最終章 縫われた夜、その先で

第7話 最初の縫い目


夜は、何事も無かったかのように続いていた。街灯は点き、風は冷たく吹いていて遠くからは車の音が流れている。まるで契約を交わした夜の続きを世界は気にもしていないような……。


それが私は怖かった。


「……変わって……ない……?」


自分の声が遠く聞こえる。足元の影はしっかりしているし空の月もいつも通り。それなのに胸の奥が静かすぎる。熱はもうなく、代わりに何か落ち着いてしまった感覚がある。

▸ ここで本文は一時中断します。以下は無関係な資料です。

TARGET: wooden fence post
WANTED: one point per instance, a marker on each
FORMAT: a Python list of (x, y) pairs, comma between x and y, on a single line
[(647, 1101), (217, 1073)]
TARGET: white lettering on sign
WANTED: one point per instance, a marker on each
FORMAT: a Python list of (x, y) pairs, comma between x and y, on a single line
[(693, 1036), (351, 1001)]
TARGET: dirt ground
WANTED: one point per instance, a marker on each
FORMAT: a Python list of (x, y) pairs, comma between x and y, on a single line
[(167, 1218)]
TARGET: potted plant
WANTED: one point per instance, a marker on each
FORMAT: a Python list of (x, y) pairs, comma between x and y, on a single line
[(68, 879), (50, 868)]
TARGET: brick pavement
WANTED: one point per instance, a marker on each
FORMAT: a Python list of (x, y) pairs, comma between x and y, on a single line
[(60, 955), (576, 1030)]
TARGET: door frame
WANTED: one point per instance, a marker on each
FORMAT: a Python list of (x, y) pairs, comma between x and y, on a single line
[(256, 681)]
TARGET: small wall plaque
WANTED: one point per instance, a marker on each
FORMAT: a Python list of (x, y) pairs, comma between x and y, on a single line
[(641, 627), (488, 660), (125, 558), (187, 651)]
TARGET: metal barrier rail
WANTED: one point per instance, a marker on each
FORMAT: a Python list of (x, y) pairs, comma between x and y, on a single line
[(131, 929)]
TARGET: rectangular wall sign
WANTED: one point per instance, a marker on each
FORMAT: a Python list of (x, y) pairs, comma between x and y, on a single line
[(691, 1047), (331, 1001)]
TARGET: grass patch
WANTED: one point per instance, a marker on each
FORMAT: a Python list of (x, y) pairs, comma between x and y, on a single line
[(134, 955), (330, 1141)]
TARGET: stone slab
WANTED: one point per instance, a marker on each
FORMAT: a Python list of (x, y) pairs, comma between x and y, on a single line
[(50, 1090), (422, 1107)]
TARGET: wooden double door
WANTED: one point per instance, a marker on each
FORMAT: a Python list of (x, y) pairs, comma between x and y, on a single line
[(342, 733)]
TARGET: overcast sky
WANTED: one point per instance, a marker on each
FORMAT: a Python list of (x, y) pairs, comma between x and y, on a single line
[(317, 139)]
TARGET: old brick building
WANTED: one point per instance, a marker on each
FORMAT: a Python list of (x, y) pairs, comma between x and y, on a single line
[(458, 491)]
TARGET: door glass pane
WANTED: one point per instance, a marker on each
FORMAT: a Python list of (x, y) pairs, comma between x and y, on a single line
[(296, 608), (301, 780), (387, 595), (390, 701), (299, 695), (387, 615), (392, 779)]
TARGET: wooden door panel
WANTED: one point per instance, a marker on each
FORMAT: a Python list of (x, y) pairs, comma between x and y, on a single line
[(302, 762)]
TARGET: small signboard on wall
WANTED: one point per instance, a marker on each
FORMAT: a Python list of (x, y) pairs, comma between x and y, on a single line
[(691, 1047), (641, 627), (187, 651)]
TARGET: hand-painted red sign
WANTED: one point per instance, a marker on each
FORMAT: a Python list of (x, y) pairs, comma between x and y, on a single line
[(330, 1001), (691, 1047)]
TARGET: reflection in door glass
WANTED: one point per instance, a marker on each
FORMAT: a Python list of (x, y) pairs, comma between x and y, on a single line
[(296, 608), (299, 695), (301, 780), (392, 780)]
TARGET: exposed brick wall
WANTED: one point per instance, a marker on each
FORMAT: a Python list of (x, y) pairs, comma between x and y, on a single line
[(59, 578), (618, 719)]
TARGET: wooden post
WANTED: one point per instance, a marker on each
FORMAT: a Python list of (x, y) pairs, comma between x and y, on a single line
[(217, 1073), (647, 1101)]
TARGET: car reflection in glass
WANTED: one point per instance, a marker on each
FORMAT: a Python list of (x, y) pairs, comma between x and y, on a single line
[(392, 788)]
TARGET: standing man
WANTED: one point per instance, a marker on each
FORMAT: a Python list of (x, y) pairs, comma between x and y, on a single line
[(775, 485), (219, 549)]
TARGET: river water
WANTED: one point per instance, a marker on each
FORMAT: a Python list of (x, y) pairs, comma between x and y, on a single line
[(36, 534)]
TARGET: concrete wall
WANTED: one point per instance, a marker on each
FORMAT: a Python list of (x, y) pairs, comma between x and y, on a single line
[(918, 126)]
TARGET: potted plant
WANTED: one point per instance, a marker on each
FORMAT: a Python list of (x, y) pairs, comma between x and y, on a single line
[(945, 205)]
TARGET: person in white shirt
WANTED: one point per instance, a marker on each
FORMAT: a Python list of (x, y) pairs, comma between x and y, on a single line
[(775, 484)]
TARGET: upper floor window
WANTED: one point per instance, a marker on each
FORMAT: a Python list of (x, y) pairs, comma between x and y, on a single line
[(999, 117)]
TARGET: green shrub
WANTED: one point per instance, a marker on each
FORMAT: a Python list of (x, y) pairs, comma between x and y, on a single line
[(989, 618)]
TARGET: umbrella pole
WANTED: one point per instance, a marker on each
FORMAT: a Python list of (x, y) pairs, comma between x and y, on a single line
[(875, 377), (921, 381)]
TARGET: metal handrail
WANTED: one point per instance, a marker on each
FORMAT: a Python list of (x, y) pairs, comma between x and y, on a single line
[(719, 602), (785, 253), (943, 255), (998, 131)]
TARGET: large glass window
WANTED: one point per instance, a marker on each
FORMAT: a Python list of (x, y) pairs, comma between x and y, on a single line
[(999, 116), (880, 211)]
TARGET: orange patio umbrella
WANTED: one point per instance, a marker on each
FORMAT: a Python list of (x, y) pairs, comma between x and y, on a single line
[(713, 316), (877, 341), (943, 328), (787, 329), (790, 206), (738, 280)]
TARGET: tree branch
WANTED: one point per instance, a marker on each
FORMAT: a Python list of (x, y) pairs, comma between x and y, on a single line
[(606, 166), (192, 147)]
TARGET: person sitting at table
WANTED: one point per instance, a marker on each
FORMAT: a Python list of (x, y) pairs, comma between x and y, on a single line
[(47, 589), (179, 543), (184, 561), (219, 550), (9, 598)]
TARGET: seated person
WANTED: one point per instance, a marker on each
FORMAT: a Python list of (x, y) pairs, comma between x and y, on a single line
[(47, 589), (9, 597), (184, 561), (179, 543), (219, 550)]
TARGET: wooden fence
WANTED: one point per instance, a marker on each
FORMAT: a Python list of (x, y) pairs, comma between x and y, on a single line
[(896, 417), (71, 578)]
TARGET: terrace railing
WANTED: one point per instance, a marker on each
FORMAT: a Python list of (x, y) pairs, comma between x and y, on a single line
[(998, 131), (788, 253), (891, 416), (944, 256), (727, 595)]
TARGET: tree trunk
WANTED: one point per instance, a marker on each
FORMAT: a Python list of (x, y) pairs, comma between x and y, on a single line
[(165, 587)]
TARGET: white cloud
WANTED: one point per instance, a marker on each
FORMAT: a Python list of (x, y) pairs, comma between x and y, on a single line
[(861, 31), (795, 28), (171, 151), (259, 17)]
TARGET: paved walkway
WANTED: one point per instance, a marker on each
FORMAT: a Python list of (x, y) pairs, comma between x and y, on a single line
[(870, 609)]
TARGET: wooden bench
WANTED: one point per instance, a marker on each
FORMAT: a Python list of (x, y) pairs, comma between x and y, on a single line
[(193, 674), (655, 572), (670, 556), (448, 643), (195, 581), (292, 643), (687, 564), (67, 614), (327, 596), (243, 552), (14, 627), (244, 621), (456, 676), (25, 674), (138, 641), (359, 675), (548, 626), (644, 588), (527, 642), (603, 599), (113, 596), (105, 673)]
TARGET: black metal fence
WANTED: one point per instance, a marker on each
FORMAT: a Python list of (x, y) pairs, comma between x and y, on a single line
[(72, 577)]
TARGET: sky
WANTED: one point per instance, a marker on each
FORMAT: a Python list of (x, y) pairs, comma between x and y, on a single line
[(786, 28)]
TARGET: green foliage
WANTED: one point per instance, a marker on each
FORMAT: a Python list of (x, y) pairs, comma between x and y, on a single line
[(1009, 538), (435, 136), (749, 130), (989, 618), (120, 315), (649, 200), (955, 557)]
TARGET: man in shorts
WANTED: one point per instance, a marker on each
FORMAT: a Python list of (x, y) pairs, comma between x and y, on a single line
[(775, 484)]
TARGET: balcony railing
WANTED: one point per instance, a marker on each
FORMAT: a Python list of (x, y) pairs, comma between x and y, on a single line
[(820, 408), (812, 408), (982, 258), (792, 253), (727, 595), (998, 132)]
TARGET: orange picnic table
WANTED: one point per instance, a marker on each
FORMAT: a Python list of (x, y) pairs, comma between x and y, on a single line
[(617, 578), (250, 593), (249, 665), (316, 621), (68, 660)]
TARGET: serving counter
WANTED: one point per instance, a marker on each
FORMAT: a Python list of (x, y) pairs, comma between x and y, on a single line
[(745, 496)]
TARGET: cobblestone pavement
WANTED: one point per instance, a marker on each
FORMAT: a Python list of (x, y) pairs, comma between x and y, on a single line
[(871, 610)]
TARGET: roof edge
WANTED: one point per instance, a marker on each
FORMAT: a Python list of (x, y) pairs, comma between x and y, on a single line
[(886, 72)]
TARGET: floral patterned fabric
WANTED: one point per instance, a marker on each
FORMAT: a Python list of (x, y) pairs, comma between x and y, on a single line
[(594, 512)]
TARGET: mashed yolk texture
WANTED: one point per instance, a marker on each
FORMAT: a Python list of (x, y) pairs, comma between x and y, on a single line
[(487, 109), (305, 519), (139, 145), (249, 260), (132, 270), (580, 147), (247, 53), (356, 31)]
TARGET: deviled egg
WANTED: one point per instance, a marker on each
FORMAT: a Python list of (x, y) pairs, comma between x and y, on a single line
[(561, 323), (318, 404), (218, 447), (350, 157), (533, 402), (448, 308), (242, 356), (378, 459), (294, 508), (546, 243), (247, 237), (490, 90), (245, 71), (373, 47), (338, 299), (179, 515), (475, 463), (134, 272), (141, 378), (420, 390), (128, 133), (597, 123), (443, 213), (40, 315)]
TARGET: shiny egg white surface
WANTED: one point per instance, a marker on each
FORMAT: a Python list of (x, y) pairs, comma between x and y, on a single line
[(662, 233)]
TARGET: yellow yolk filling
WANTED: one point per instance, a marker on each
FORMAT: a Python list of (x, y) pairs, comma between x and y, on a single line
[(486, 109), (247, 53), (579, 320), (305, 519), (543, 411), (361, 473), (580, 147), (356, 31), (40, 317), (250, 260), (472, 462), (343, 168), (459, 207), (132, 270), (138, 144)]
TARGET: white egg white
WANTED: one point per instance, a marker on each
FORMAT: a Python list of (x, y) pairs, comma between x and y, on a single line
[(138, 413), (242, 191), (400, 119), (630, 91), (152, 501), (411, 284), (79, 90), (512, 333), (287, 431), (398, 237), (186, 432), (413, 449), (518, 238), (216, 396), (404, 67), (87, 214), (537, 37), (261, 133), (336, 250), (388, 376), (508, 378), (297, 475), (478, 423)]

《……落ち着いたというより馴染んだの方があっている。》


不意に聞こえた声。驚くという感情より納得の方が勝った。


「……冴」


名前を呼ぶと微かに夜が応えた。月光が強くなるわけでもない。ただ確かに"近い"。


《初めて縫った夜だ。過剰な反動は出ないだろう》


「反動……出る時もあるんだ……」


《ある。だが今夜は小さい。》


冴の声は相変わらず淡々としていた。でも、その"当たり前"がもう私には普通じゃない事に気づいてしまった。


「……ねぇ冴」


《……なんだ》


「……私、ちゃんと"人間"のまま?」


この問いは冗談のつもりだった。でも声が震えた。


《……完全に人では無くなるには、まだ遠い。》


「……まだ?」


《夜を縫うたびに感覚が削られる。恐怖、躊躇い、迷い……お前が"人として夜を見る輪郭"だ。》


告げられる言葉に胸の奥が冷える。


「っ……それって……」


《今夜、既に一つ縫われた。》


冴の言葉と共に違和感が輪郭をもった。振り返ってみれば私はあの裂け目を前にした時、ほとんど迷いがなかった。怖かったはずなのに、逃げたいと思ったはずなのに。


「私……思ったよりも、平気だった……」


《それが最初の縫い目だ。》


冴の声は静かな断定だった。私はそっと空を見上げた。月は相変わらず白くて冷たい。でも……前みたいに"見下ろされてる"感覚は無かった。代わりにどこか内側から繋がっている。


「……もう、戻れないの?」


《戻れる夜もある。》


この間と同じ答え。でも、意味は少し違って聞こえた。


《だが今夜の感覚は……もう戻らない。》


胸の奥に静かな実感が落ちる。悲しいとも、後悔とも違う。ただ一線を超えたという事実。


「最初の縫い目……ね」


呟くと影がそっと揺れた。


《あぁ、これからお前は夜を縫う度に変わる。》


その言葉を聞いて私はゆっくり息を吐いた。


「……それでも呼ぶよ。夜が裂けたら、私が見てしまったら……呼ぶよ。」


月は黙って浮かんでいる。でも、もう何も言わなくてもわかる。


私はゆっくり歩き出した。人の夜と、境界の夜。そのどちらにも片足を残したまま。


これが……これが最初の縫い目。